"The Ksp of Mg(OH)2 in water is 1.2x10^-11. If the Mg2+ concentration is 1.2x10^-5, what is the pH at which Mg(OH)2 just begins to precipitate?"

So, I get that I need to find out the [OH-]. So, since the Mg2+ concentration is already given and we know that Mg(OH)2 dissociates into 1 Mg and 2OH's, I multiplied the [Mg2+] by 2 since there are two OH's for every one Mg2+. Essentially:

Mg(OH)2 --> Mg2+ + 2OH-

x --> x + 2x

But according to Kaplan's explanation, the correct way to do it is: [OH-] = square root of Ksp/[Mg2+]. I see how this is derived from

Ksp = [Mg2+][OH-]^2, but don't you still have to account for the 2:1 ratio of OH to Mg?
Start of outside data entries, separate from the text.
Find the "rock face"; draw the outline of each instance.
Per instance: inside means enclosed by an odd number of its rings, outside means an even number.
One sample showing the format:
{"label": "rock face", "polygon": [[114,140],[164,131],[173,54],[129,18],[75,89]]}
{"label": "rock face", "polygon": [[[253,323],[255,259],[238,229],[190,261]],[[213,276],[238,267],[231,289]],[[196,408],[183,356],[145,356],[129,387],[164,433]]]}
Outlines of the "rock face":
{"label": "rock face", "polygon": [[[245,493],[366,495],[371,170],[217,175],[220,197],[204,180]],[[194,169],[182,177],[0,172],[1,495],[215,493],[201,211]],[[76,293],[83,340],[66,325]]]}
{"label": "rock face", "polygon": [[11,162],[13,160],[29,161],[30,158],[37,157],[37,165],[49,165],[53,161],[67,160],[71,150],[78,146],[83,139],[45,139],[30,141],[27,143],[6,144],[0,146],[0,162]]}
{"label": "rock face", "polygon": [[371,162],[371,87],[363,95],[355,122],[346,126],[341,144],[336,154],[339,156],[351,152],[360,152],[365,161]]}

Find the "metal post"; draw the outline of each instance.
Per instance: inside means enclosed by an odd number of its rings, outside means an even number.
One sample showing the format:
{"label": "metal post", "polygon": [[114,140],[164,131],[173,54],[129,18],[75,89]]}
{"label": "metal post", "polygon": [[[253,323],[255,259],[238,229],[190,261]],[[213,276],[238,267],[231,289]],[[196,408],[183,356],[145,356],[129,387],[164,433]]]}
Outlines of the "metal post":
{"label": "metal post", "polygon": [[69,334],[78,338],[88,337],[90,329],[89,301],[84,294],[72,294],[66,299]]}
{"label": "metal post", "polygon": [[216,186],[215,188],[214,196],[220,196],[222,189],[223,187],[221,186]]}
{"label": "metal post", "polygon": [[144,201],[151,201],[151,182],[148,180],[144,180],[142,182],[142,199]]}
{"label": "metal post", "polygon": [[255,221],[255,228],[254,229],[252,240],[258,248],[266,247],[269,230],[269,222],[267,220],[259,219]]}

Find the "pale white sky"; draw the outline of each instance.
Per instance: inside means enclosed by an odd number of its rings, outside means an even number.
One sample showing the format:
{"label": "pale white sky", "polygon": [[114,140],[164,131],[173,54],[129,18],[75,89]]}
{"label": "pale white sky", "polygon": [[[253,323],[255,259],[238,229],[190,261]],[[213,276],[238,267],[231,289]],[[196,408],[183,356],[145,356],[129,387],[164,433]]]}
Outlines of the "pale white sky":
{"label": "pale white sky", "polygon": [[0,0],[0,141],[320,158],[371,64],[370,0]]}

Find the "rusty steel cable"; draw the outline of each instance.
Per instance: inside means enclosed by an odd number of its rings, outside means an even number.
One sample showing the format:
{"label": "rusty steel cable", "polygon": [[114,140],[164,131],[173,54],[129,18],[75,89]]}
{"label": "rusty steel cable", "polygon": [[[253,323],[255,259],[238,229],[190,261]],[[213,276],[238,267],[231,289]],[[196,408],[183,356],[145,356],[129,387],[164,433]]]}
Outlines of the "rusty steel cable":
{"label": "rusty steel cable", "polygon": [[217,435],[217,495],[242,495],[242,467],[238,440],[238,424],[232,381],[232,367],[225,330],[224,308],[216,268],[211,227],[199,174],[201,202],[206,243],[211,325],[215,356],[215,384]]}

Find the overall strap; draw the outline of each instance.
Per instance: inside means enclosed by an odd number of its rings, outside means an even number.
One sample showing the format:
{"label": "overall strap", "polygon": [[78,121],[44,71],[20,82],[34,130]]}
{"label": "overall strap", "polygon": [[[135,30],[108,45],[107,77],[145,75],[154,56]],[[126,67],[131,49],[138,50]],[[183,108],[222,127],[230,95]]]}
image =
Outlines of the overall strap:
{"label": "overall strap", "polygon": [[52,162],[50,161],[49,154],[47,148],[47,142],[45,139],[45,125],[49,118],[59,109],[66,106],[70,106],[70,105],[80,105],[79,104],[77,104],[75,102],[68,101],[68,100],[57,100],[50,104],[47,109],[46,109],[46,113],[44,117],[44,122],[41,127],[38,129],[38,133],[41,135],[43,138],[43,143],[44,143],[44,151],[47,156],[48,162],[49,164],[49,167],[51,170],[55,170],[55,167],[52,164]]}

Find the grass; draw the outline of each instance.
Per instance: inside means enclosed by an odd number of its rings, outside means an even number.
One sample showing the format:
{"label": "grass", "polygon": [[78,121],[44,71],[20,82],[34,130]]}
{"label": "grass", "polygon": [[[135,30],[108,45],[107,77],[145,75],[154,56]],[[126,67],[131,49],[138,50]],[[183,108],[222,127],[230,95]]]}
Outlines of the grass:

I solved the problem similarly to if the question were asking for the concentrations of the ions of a saturated solution of Mg(OH)2:

You'd figure out the Mg2+ concentration by solving for 'x' in Ksp= 1.2x10^-11 = 4x^3. Once you get x, you plug it back in to find [OH-] knowing that

x ---> x + 2x.

I feel like I must be missing something really basic =( Help!!!

***I understand that after you find the [OH], you have to find the pOH and then from there find the pH. But my problem lies in the first step of calculating the OH concentration.

And the correct answer is pH 11. I guessed that since I figured OH is being dissolved, the solution will probably be basic, but I still don't really understand hoow to do it.

Thanks!!!!!!!!!